Ces jeunes considérés comme des majeurs, leur minorité n’ayant pas été reconnue, n’ont le droit à aucune assistance de l’État. En attendant leur recours auprès d’un juge, ils ne sont pas pris en charge par les autorités et trainent donc sur les trottoirs de la capitale.

« Il y a un peu de panique, ils ont peur de ne pas partir »
Depuis le mois de juillet, certains jeunes dormaient dans le parc de Belleville, à l’abri des regards, sans pouvoir se nourrir correctement, ni dormir « sans se briser le dos », ou encore se laver. Aujourd’hui, Amadou est ravi de laisser son matelas derrière lui.

D’autres montrent de grands signes de nervosité. Ils sont inquiets à l’idée de ne pas « avoir de place » dans les bus affrétés par la région. « Il y a un peu de panique, ils ont peur de pas partir », explique Nikolaï Posner, de l’association Utopia 56, qui répond aux questions des jeunes alignés devant les grilles du parc depuis plusieurs heures.

Vers 8h, l’évacuation commence avec l’ouverture par les forces de l’ordre d’une seule grille. Rapidement, c’est la cohue. Des dizaines de jeunes se ruent vers la petite entrée, soigneusement surveillée par les forces de l’ordre. « Ne poussez pas ! », soufflent les haut-parleurs des policiers devant le goulot d’étranglement formé par des dizaines de jeunes coincés dans l’ouverture de la porte. « On vous fait sortir cinq par cinq, mais tout le monde montera dans les cars ».

De l’autre côté du grillage, les associations guettent. « On espère que tout le monde sera pris en charge, on sera vigilants », déclare Yann Manzi, membre et fondateur d’Utopia 56, l’oreille vissé à son portable pour suivre les trajets de chaque bus qui démarre.

Une situation « qui a trop duré »
Les jeunes devraient être accueillis dans des CAES (centres d’accueil et d’examen des situations) dans le 18e, le 19e arrondissement de Paris, à Sarcelles, à Clichy, entre autres lieux. « Normalement, il y aura assez de places pour tout le monde, selon les informations que j’ai reçues de la région », assure Léa Filoche, adjointe à la Mairie de Paris, en charge des Solidarités, qui a fait le déplacement pour assister au dénouement d’une situation « qui a trop duré ».

Ancien adjoint d’Anne Hidalgo en charge du logement et aujourd’hui sénateur, Ian Brossat a également salué l’évacuation du campement. « Cette situation était indigne », assure-t-il sur son compte X (anciennement Twitter).

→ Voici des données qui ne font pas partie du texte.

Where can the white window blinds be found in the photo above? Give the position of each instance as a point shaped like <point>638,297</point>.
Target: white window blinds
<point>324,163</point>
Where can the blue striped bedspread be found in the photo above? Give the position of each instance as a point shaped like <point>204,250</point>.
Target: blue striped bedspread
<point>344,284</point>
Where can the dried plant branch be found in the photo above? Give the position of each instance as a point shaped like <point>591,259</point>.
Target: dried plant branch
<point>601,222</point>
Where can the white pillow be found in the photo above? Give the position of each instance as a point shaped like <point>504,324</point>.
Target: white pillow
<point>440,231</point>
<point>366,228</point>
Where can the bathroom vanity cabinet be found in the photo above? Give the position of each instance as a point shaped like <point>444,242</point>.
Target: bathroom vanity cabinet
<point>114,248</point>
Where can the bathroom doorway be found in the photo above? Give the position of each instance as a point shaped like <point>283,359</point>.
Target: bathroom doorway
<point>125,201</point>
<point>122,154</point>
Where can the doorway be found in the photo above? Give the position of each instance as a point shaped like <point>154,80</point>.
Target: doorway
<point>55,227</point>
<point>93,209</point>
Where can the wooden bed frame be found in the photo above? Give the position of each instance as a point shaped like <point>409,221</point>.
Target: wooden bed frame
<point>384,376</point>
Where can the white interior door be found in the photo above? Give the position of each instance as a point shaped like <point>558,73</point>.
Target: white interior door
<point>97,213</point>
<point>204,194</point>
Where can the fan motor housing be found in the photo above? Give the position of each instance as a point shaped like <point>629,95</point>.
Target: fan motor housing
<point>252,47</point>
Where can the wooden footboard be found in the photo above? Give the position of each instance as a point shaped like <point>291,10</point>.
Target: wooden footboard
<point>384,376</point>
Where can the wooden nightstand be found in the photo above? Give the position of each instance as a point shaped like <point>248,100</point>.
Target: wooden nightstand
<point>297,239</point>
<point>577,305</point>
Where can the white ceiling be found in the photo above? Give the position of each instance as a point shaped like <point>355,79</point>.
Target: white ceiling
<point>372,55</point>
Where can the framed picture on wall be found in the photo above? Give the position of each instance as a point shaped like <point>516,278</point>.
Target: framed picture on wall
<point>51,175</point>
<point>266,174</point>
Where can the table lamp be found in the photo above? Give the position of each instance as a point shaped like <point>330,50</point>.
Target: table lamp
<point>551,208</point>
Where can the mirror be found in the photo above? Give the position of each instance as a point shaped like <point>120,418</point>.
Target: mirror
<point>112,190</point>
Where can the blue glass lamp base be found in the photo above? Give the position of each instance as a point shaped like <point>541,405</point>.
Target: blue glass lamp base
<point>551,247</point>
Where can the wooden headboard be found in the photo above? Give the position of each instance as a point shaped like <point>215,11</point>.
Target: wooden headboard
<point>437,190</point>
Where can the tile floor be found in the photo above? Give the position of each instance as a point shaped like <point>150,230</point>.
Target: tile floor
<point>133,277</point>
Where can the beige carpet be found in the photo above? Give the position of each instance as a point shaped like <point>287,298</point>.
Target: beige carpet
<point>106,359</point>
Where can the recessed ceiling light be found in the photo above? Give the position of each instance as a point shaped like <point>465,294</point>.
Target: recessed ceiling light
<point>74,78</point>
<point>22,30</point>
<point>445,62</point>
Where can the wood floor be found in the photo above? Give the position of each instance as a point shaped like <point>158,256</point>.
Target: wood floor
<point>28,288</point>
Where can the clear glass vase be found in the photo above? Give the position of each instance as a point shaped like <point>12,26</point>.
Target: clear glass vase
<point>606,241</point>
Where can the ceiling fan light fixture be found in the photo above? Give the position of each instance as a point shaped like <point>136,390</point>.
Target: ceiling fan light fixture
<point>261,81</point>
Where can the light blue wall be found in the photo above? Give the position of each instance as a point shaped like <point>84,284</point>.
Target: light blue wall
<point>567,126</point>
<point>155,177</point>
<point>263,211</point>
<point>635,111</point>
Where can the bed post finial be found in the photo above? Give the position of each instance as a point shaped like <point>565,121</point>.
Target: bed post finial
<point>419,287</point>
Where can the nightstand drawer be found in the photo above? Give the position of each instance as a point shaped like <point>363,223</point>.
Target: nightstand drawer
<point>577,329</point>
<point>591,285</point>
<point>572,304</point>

L’immense majorité de ces jeunes, originaires d’Afrique de l’Ouest, était en errance depuis de nombreux mois. Beaucoup ont vécu sur les trottoirs de la capitale, puis dans l’école désaffectée du 16e arrondissement pendant plusieurs semaines au printemps. Mais le lieu a fermé en juin à cause de sa surpopulation.

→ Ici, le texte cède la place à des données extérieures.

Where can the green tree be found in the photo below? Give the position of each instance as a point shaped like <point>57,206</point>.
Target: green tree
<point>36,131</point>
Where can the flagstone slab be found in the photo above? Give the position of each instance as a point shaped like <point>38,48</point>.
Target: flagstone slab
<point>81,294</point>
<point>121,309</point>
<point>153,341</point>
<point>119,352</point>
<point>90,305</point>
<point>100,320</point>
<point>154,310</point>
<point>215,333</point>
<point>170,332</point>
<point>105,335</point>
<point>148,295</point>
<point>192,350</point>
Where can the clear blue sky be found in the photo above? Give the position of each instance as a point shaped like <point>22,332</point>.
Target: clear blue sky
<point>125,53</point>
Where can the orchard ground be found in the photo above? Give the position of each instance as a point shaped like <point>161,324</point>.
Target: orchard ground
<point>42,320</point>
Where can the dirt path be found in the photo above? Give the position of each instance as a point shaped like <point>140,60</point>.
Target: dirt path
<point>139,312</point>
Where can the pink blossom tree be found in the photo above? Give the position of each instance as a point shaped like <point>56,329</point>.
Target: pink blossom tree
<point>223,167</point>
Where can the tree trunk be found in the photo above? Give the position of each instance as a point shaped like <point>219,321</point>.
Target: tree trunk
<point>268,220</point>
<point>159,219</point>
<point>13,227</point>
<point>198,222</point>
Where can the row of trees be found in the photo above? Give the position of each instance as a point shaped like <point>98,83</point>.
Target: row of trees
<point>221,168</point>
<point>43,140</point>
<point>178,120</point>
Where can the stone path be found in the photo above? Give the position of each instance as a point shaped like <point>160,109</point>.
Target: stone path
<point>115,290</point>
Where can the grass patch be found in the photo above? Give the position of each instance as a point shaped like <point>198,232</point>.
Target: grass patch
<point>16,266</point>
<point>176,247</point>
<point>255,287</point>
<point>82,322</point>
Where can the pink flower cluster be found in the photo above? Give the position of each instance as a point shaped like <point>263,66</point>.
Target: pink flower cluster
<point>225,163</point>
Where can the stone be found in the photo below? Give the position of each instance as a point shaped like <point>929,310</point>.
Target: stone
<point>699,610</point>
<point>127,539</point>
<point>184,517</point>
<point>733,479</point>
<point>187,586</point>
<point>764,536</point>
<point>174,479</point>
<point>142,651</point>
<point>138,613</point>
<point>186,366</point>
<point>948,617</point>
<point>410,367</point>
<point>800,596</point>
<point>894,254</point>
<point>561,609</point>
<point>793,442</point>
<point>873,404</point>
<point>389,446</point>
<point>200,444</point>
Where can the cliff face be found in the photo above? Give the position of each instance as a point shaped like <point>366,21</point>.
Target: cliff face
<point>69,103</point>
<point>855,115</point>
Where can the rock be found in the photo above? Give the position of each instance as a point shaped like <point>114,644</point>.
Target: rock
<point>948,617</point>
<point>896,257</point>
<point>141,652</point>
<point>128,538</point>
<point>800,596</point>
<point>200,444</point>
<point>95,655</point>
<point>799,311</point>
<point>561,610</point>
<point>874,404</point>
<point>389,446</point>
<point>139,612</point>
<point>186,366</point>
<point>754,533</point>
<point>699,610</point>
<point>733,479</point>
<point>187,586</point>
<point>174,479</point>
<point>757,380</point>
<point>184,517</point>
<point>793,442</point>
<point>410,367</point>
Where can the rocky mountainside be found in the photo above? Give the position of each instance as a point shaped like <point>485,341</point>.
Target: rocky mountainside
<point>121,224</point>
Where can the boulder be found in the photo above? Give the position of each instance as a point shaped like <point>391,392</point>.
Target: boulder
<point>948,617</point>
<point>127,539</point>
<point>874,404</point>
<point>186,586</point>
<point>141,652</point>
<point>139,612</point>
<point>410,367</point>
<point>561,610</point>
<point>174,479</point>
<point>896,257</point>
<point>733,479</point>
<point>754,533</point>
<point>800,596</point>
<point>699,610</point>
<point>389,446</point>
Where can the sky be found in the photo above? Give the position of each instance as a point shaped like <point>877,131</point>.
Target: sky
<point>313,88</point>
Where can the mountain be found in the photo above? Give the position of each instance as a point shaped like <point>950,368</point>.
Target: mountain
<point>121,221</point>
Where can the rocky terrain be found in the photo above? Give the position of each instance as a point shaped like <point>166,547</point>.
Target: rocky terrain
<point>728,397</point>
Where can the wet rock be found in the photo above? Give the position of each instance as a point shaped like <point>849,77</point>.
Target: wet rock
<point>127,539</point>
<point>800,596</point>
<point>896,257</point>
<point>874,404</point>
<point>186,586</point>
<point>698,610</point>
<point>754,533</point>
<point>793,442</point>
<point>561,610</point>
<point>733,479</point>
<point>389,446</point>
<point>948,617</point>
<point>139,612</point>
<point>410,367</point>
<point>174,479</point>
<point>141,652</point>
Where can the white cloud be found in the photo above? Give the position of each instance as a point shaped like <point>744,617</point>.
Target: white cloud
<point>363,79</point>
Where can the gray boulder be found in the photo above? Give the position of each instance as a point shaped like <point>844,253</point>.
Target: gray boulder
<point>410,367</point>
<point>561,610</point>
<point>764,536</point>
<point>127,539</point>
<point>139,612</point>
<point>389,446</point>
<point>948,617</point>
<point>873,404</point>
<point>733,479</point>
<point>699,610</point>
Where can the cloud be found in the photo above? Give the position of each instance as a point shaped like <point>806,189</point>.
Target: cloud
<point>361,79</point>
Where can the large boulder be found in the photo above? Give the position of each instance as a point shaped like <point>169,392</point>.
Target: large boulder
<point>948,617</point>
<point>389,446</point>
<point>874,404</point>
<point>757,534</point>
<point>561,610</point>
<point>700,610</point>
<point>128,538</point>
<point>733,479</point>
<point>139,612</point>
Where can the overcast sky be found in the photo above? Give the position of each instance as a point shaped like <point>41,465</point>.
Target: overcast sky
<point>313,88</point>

Une fermeture qui a contraint des centaines de jeunes à retrouver la rue. Après un sit-in éclair sur le parvis du Conseil d’État, les jeunes étrangers ont une nouvelle fois dû trouver un nouvel endroit où dormir : le parc de Belleville, pendant quatre « longs » mois.

« Ils sont à bout »
« J’espère que tout ça, c’est fini, on veut juste dormir avec dignité et faire reconnaître notre minorité », confie Amadou, le jeune guinéen – perdu de vue dans la cohue de 8h.

Vers 9h, devant l’un des bus qui stationnent à l’entrée du parc, Christopher, un jeune congolais, qui est sorti du parc dans les derniers, ne cache pas sa joie. « Je vais quitter le froid », sourit-il en tenant, dans sa main gauche, un grand sac de courses Franprix duquel dépasse une couette blanche et, dans sa main droite, une valise à roulettes.

« C’était un peu difficile », souligne-t-il pudiquement après avoir passé trois mois dans le parc. À ses côtés, d’autres jeunes cachent leurs visages. Ils refusent d’être filmés ou pris en photos par les journalistes. « Je ne veux pas que ma famille me voit comme ça », lâche l’un d’eux en baissant sa tête.

« Il faut comprendre que ces jeunes sont à bout », continue Yann Manzi. « Ils ont été chassés dans toutes les rues de Paris. Cette mise à l’abri est saluée, bien sûr. Mais on espère que cette opération ne sera pas suivie d’une remise à la rue comme on a pu le voir toutes ces années. Ce jeu incessant de ‘mise à l’abri’-‘mise à la rue’, on espère que c’est fini ».

Selon Utopia 56, à la fin de l’opération, jeudi matin, une quarantaine de jeunes n’ont pas pu monter dans les bus et ont été dispersés par la police.